Ja, das geht. Der Freiburger Waldseilgarten bietet eine Baumübernachtung auf amerikanischen Roteichen an - für eine Gruppe von vier bis acht Personen, Termin: Samstag, 30. September, 10 Uhr, bis Sonntag, 1. Oktober, 12 Uhr. Was das soll? Sportpädagoge Torsten Riedling im Interview:

     

   

Warum bitte übernachtet man auf einem Baum im Rieselfeld?

Torsten Riedling: Es gibt da sicherlich unterschiedliche Ambitionen. Um etwas Außergewöhnliches zu machen, in jedem Fall. Es ist auch der Reiz an der Höhe. Wenn Leute schon geklettert sind, haben sie vielleicht schon mal darüber nachgedacht, eine längere Zeit da oben zu verbringen.

Und wie läuft so eine Baumübernachtung ab?

Torsten: Wir treffen uns am frühen Mittag, um uns kennenzulernen, zusammen zu grillen, und danach machen wir uns auf den Weg nach oben. Das sind 18 Meter. Wir steigen an einem Seil auf, an dem Steigklemmen angebracht sind. Mit den Füßen steigt man in die Trittleitern, die an den Steigklemmen befestigt sind. An den Steigklemmen sind Griffe, mit denen man sie nach oben schieben kann. Die Steigklemmen rutschen nur nach oben, nach unten verklemmen sie sich. Wenn man nun abwechselnd die Steigklemmen nach oben schiebt, kann man langsam am Seil aufsteigen.

Das hört sich anstrengend an.

Torsten: Kann es durchaus sein, ja. Aber man ist auf jeden Fall an einem Gurt gesichert, selbst oben, die ganze Nacht über.

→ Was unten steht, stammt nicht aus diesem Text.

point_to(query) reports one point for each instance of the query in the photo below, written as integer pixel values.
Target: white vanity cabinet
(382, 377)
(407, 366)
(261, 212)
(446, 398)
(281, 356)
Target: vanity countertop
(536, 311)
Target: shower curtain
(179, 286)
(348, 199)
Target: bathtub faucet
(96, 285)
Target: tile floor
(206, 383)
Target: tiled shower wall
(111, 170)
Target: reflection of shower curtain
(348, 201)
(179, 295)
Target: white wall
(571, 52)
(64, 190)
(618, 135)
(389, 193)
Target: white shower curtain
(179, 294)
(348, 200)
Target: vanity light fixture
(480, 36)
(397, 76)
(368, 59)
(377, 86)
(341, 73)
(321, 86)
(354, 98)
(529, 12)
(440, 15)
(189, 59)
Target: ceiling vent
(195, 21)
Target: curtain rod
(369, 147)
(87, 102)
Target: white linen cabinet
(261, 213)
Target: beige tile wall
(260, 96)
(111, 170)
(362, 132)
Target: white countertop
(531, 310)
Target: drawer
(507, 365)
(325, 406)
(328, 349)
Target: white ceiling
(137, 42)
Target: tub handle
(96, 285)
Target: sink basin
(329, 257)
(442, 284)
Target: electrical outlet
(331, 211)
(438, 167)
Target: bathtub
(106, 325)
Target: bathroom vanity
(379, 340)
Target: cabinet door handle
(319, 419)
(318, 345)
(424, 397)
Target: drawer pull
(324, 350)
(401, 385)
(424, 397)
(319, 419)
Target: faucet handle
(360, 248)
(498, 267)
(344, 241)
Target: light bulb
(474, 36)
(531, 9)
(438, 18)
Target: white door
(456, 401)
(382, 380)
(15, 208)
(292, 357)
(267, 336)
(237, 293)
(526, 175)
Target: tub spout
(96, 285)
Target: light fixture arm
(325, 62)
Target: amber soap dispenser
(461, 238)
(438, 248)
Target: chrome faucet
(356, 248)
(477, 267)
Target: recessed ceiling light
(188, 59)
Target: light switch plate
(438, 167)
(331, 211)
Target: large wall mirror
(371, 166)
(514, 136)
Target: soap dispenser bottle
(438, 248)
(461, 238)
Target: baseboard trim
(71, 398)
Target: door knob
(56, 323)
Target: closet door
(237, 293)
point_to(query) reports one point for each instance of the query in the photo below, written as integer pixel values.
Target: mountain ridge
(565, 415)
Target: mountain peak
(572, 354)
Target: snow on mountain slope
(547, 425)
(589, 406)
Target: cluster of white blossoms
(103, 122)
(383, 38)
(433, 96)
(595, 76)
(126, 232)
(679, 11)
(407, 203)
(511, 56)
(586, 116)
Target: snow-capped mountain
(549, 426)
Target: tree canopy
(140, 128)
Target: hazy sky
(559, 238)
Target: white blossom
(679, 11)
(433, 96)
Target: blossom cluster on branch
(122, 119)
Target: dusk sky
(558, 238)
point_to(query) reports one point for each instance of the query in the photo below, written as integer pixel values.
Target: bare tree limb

Ist diese Gurtsicherung nicht unbequem?

Torsten: Nein, nein. Die Gurte liegen sehr locker am Körper.

Wie lange dauert es, bis man oben am Baum ankommt?

Torsten (lacht): Das ist sehr unterschiedlich. Es kann schon mal eine halbe Stunde dauern.

Und dann hängt man sich Faultier-like auf irgendein dickes Geäst, oder wie?

Torsten: Nein, nein. Wir haben kleine Plattformen, 2,20 Meter lang, für eine Person 70 Zentimeter breit, für zwei Personen 1,40 Meter breit.



Kann es sein, dass man runterfällt, wenn man unvorsichtig ist?

Torsten: Eigentlich nicht. Die Gurte sind dafür wiederum eng genug angezogen.

Jetzt nochmal: Und warum schlaft ihr nicht einfach auf dem Boden?

Torsten: Es ist einfach ganz anders. Wenn ich morgens aufwache und die Augen aufmache und über die Kante schaue, dann komme ich mir vor wie in einer anderen Welt.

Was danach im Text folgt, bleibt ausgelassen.